A 401(k) is a tax-advantaged retirement savings plan typically offered by employers. Contributions are either pre-tax (Traditional 401(k)) or post-tax (Roth 401(k)), allowing your money to grow tax-deferred or tax-free, respectively.

Employers often provide matching contributions, which are essentially free money to boost your retirement savings. If nothing else, you should contribute at least enough to get the full employer match.

In 2025, you can contribute up to $23,500 to a 401(k) as an employee. If you are 50 or older, you can also make an additional $7,500 catch-up contribution. The limits are even higher if you have self-employment income.

Is It Possible To Open A 401(k) Without An Employer?

Unfortunately, you cannot open a standard 401(k) alone; an employer must set it up. However, if you’re self-employed, an alternative called a Solo 401(k) lets you take advantage of this powerful retirement-savings tool without a traditional employer.

What If Your Employer Doesn’t Offer A 401(k)?

Not all companies offer 401(k) plans, but don’t let that stop you from achieving your retirement goals! Here are a few alternatives.

Traditional Or Roth IRA

These individual retirement accounts allow tax-advantaged savings, though the contribution limits are lower than a 401(k).

Brokerage Account

While not tax-advantaged, investing in a taxable account gives you flexibility and access to a wide variety of investment options.

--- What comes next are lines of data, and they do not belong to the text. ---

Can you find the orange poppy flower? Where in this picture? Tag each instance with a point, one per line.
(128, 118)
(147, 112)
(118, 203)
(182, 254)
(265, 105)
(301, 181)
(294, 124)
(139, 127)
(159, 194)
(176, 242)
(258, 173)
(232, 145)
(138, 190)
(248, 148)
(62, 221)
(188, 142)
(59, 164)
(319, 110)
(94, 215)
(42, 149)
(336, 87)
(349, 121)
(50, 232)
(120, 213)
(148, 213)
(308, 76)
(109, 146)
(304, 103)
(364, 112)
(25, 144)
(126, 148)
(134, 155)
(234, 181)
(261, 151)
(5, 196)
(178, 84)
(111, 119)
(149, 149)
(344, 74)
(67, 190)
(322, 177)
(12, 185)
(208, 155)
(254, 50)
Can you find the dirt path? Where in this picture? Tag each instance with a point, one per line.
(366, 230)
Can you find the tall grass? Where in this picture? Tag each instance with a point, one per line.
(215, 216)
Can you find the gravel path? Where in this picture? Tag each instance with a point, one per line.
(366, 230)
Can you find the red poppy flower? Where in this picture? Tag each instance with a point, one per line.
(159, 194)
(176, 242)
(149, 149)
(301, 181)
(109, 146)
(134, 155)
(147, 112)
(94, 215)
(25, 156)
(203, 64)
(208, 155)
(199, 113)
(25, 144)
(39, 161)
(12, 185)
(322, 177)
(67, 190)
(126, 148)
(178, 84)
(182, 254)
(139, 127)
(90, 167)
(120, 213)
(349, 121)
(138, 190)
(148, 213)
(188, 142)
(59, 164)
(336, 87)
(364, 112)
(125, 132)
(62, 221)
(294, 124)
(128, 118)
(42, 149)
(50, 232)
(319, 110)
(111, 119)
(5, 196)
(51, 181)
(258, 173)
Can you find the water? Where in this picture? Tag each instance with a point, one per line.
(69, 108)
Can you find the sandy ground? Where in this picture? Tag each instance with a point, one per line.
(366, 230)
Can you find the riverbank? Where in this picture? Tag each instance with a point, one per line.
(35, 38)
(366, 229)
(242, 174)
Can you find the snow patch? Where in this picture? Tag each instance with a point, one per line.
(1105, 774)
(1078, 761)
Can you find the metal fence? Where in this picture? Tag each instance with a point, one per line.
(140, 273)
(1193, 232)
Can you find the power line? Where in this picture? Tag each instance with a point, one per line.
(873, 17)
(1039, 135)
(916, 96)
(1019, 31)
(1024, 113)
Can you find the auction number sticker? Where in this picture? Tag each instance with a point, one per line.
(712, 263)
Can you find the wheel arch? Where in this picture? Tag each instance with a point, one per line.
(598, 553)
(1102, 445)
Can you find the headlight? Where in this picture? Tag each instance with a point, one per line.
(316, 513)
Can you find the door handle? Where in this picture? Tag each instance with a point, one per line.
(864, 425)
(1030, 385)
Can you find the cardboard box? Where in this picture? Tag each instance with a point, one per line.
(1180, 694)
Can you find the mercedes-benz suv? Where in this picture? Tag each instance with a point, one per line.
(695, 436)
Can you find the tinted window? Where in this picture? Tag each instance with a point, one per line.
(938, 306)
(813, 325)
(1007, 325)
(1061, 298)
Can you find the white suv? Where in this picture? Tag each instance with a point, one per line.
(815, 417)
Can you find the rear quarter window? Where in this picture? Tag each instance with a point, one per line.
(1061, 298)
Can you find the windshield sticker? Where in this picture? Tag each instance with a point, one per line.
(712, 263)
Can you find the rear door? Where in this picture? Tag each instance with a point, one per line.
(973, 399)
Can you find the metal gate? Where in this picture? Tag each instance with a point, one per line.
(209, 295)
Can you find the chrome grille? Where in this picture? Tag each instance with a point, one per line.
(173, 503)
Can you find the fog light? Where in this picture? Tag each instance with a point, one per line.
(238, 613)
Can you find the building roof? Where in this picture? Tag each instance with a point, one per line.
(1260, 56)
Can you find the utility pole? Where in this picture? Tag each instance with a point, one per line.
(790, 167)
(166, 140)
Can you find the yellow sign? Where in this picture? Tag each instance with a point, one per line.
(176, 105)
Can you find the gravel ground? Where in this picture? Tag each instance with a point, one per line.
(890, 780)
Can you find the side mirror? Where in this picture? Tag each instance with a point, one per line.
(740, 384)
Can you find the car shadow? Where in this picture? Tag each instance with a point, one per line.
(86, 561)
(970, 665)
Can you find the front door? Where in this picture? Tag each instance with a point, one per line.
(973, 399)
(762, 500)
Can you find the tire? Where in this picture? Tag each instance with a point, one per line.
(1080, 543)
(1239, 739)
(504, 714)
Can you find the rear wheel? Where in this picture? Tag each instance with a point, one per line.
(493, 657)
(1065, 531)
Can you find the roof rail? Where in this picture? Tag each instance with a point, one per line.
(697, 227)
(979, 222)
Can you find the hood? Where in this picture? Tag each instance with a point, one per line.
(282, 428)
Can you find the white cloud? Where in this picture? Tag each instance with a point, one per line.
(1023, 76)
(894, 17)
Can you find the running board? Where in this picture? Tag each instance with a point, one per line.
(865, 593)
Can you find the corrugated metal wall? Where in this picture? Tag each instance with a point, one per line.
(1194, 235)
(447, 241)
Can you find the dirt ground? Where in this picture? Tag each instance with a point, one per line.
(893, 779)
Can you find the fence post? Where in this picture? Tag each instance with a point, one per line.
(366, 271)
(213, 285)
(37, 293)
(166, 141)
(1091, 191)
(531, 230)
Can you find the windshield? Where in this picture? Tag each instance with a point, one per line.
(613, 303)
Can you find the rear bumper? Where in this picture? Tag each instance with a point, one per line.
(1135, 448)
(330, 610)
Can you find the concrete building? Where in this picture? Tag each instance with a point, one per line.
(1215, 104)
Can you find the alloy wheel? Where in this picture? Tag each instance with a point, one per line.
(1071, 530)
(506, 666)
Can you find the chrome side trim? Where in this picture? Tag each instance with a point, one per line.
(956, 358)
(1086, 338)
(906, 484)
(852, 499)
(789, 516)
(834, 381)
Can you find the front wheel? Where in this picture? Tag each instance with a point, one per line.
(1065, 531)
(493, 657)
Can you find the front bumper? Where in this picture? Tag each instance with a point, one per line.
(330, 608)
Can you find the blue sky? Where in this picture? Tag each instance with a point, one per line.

This is also a great place to build toward financial freedom once you’ve already maxed out your other retirement accounts.

Self-Employment Retirement Plans

If you have freelance income, a Solo 401(k), SEP-IRA, SIMPLE IRA and Cash Balance Plans may be excellent alternatives.

Can You Open A 401(k) Without An Active Job?

If you don’t have an employer or any earned income, you won’t be able to contribute to a 401(k). Retirement accounts require earned income (salary, wages, self-employment earnings) to fund contributions. However, you can still invest in taxable accounts or consider spousal IRA contributions if your spouse has income.

You can fund an IRA or Roth IRA if you have earned income during a tax year, even if you no longer have an active job.

Can You Open A 401(k) As A Self-Employed Worker?

Absolutely! If you run a business or work as a freelancer, you can open a Solo 401(k) (sometimes called an Individual 401(k)). As far as tax-planning strategies for small business owners, this is one of my favorites.

This lets you contribute as both the employer and employee, potentially allowing for higher contribution limits than a traditional 401(k). For 2025, you can potentially contribute up to $70,000 into a Solo 401(k), plus the $7,500 catch-up contribution. Think of how much money this could save you on taxes over time.

Other options for self-employed individuals include:

  • SEP IRA: Great for those with fluctuating incomes, allowing for tax-deductible contributions.
  • SIMPLE IRA: A retirement plan designed for small businesses with fewer administrative burdens.

While traditional 401(k)s require an employer to set them up, you still have plenty of ways to save for retirement, even if you’re self-employed or working at a company without a plan. The key is finding the best fit for your financial situation and maximizing tax advantages.